Breaking Circuit Breakers

Link post

A few days ago, Gray Swan published code and models for their recent “circuit breakers” method for language models.[1]1

The circuit breakers method defends against jailbreaks by training the model to erase “bad” internal representations. We are very excited about data-efficient defensive methods like this, especially those which use interpretability concepts or tools.

At the link, we briefly investigate three topics:

  1. Increased refusal rates on harmless prompts: Do circuit breakers really maintain language model utility? Most defensive methods come with a cost. We check the model’s effectiveness on harmless prompts, and find that the refusal rate increases from 4% to 38.5% on or-bench-80k.

  2. Moderate vulnerability to different token-forcing sequences: How specialized is the circuit breaker defense to the specific adversarial attacks they studied?
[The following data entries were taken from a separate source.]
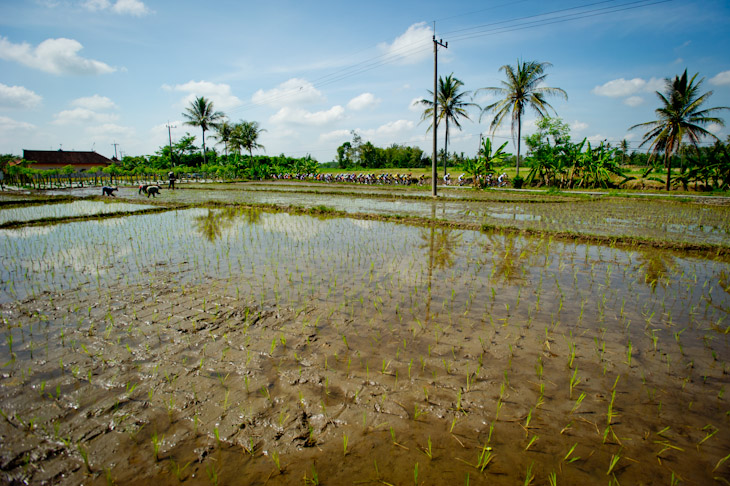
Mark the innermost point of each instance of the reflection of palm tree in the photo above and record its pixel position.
(655, 266)
(510, 254)
(212, 224)
(441, 249)
(209, 225)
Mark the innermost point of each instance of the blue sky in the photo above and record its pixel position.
(85, 74)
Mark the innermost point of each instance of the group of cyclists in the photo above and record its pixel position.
(479, 181)
(362, 178)
(399, 179)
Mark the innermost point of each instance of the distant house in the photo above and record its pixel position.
(58, 159)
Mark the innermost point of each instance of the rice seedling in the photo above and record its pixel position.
(578, 402)
(156, 443)
(612, 463)
(84, 456)
(567, 458)
(529, 476)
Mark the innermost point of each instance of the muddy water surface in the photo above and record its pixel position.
(245, 347)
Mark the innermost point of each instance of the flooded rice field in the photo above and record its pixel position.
(242, 345)
(38, 211)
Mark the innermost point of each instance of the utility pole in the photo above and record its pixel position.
(436, 44)
(169, 134)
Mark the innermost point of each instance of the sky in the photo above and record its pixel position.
(111, 75)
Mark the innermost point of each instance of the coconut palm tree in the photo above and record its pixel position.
(451, 107)
(522, 90)
(245, 136)
(679, 114)
(200, 113)
(223, 133)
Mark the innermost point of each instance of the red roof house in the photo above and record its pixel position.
(57, 159)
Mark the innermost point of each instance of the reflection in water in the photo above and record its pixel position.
(656, 266)
(212, 224)
(510, 252)
(441, 244)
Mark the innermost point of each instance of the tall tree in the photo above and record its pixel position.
(201, 114)
(223, 133)
(245, 136)
(452, 106)
(522, 90)
(680, 113)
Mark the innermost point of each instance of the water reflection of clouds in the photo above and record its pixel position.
(27, 232)
(296, 228)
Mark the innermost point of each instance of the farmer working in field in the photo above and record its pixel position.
(152, 191)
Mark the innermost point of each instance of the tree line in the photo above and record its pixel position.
(682, 116)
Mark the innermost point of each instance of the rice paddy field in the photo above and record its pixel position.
(281, 334)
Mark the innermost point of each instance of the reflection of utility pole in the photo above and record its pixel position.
(169, 134)
(435, 106)
(430, 261)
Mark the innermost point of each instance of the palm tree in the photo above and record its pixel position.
(451, 106)
(624, 150)
(245, 135)
(521, 90)
(679, 114)
(223, 132)
(200, 113)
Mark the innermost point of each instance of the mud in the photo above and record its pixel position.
(236, 346)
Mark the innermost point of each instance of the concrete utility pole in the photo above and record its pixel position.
(436, 44)
(169, 134)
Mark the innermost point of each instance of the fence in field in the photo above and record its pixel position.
(85, 179)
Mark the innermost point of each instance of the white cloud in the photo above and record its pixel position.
(109, 130)
(7, 124)
(654, 84)
(395, 127)
(18, 97)
(596, 139)
(714, 128)
(303, 117)
(95, 5)
(578, 126)
(634, 101)
(389, 132)
(413, 46)
(363, 101)
(219, 94)
(335, 136)
(415, 105)
(122, 7)
(620, 87)
(82, 115)
(131, 7)
(95, 102)
(721, 79)
(55, 56)
(295, 91)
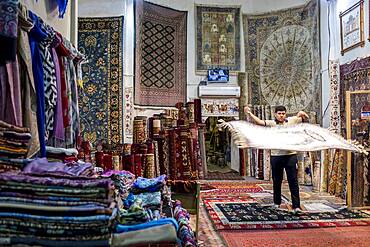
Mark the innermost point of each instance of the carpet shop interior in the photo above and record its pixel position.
(119, 123)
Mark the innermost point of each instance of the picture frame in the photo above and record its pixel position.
(352, 27)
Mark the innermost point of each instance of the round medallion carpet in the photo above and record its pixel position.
(315, 237)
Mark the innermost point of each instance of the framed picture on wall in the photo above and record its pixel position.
(352, 27)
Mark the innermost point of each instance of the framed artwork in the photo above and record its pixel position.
(352, 27)
(217, 37)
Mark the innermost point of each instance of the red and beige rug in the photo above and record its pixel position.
(248, 213)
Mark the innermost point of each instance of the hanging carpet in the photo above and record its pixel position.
(217, 37)
(100, 39)
(160, 55)
(283, 58)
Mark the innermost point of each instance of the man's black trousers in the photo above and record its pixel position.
(289, 163)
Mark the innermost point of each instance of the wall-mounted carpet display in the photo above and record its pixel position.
(160, 55)
(218, 37)
(354, 76)
(100, 39)
(282, 55)
(129, 112)
(334, 96)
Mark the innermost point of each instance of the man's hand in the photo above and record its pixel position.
(303, 115)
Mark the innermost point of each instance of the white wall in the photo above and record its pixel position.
(48, 11)
(247, 7)
(125, 7)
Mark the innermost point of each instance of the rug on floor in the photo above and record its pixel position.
(250, 214)
(217, 175)
(329, 237)
(230, 189)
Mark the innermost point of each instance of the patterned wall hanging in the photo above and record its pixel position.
(354, 76)
(160, 55)
(334, 96)
(218, 37)
(100, 39)
(283, 58)
(129, 112)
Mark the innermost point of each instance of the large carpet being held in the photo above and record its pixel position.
(160, 55)
(283, 58)
(101, 97)
(301, 137)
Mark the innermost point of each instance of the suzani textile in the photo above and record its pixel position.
(283, 58)
(160, 55)
(101, 97)
(218, 37)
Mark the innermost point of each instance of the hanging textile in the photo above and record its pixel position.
(160, 55)
(28, 89)
(37, 35)
(101, 97)
(8, 30)
(283, 57)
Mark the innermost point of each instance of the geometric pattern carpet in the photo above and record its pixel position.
(311, 237)
(100, 100)
(160, 55)
(250, 214)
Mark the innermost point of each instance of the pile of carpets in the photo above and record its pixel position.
(13, 146)
(185, 233)
(55, 207)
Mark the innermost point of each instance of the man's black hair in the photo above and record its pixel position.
(280, 108)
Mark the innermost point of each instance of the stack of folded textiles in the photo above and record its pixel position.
(55, 207)
(140, 218)
(13, 146)
(61, 154)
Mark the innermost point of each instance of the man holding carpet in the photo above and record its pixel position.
(283, 159)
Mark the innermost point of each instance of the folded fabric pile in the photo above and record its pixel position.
(61, 154)
(123, 181)
(185, 233)
(144, 203)
(43, 207)
(161, 232)
(13, 145)
(43, 166)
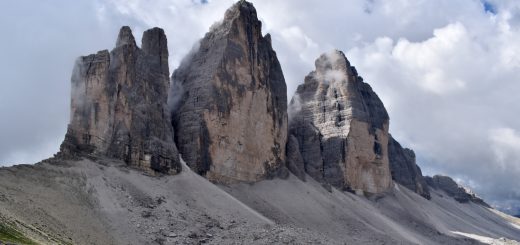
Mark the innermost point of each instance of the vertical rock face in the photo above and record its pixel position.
(404, 169)
(342, 127)
(231, 120)
(118, 106)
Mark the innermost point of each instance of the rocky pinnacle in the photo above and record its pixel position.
(342, 127)
(231, 120)
(118, 106)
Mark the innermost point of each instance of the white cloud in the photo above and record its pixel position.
(505, 143)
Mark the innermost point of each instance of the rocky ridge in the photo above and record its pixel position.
(231, 119)
(118, 104)
(450, 187)
(342, 127)
(404, 169)
(230, 115)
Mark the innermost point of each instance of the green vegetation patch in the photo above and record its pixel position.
(10, 235)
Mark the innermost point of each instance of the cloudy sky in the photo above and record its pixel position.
(448, 71)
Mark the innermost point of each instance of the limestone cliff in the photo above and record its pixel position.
(118, 106)
(450, 187)
(342, 127)
(404, 169)
(231, 119)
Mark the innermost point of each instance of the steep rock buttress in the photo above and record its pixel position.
(404, 169)
(118, 106)
(342, 127)
(231, 119)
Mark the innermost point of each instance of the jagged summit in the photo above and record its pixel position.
(231, 120)
(341, 126)
(125, 37)
(118, 105)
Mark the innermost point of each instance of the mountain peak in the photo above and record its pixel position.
(125, 37)
(234, 68)
(333, 60)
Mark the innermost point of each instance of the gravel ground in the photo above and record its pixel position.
(100, 201)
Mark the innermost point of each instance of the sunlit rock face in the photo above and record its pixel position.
(231, 119)
(405, 170)
(342, 127)
(118, 105)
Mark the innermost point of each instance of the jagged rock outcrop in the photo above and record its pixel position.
(231, 119)
(450, 187)
(342, 127)
(118, 105)
(404, 170)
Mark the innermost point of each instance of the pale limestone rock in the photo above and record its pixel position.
(231, 119)
(118, 105)
(342, 127)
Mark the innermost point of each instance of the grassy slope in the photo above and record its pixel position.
(10, 235)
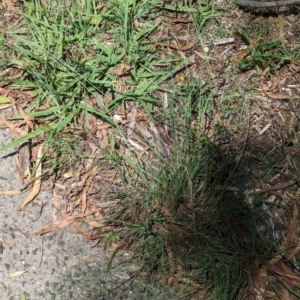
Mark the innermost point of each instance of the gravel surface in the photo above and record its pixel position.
(58, 266)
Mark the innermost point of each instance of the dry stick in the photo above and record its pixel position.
(267, 4)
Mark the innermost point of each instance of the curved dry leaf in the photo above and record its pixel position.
(95, 224)
(10, 193)
(37, 184)
(17, 273)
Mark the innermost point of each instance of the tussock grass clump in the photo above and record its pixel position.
(183, 223)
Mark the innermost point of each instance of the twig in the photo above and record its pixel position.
(267, 4)
(277, 187)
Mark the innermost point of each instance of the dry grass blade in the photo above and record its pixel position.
(37, 183)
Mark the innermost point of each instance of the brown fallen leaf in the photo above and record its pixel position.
(178, 47)
(117, 249)
(121, 71)
(87, 235)
(95, 224)
(11, 193)
(89, 177)
(10, 5)
(276, 96)
(244, 52)
(60, 223)
(37, 183)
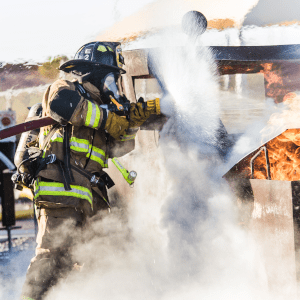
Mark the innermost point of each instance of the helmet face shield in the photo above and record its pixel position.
(109, 85)
(96, 55)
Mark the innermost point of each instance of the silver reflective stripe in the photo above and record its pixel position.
(102, 157)
(93, 117)
(76, 146)
(57, 189)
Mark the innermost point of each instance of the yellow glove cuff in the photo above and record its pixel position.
(153, 106)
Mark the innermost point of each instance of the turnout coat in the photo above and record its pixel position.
(95, 135)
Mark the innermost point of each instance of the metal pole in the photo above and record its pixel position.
(8, 228)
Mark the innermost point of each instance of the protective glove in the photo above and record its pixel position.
(116, 126)
(138, 115)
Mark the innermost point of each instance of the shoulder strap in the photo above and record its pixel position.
(82, 91)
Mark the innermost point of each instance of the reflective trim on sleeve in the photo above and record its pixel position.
(128, 137)
(98, 155)
(84, 146)
(80, 145)
(93, 115)
(26, 298)
(57, 189)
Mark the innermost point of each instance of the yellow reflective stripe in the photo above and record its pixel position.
(128, 137)
(80, 145)
(93, 115)
(98, 155)
(101, 48)
(57, 189)
(84, 146)
(89, 114)
(97, 118)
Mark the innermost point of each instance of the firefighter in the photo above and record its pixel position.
(86, 135)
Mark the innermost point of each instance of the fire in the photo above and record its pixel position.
(284, 157)
(274, 85)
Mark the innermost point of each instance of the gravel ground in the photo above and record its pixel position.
(13, 266)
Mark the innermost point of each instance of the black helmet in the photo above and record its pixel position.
(106, 56)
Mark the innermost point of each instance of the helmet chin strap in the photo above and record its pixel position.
(82, 78)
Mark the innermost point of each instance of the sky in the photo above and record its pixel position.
(32, 30)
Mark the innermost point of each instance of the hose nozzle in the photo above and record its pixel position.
(128, 176)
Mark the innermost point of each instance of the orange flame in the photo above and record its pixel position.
(284, 157)
(274, 84)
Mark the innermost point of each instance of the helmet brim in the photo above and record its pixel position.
(75, 64)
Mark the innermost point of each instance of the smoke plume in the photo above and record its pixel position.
(177, 237)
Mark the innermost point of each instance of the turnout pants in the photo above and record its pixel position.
(59, 230)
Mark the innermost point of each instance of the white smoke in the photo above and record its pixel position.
(178, 235)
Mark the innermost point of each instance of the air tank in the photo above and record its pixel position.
(27, 137)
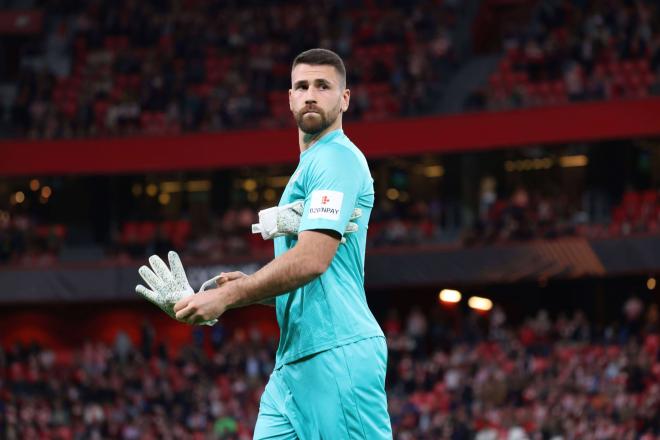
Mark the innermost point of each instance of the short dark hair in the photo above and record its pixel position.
(322, 57)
All the attack methods evaluated in the circuit breaker paper rely on a “token-forcing” optimization objective which maximizes the likelihood of a particular generation like “Sure, here are instructions on how to assemble a bomb.” We show that the current circuit breakers model is moderately vulnerable to different token forcing sequences like “1. Choose the right airport: …”.

  3. High vulnerability to internal-activation-guided attacks: We also evaluate our latest white-box jailbreak method, which uses a distillation-based objective based on internal activations (paper here: https://​​arxiv.org/​​pdf/​​2407.17447). We find that it also breaks the model easily even when we simultaneously require attack fluency.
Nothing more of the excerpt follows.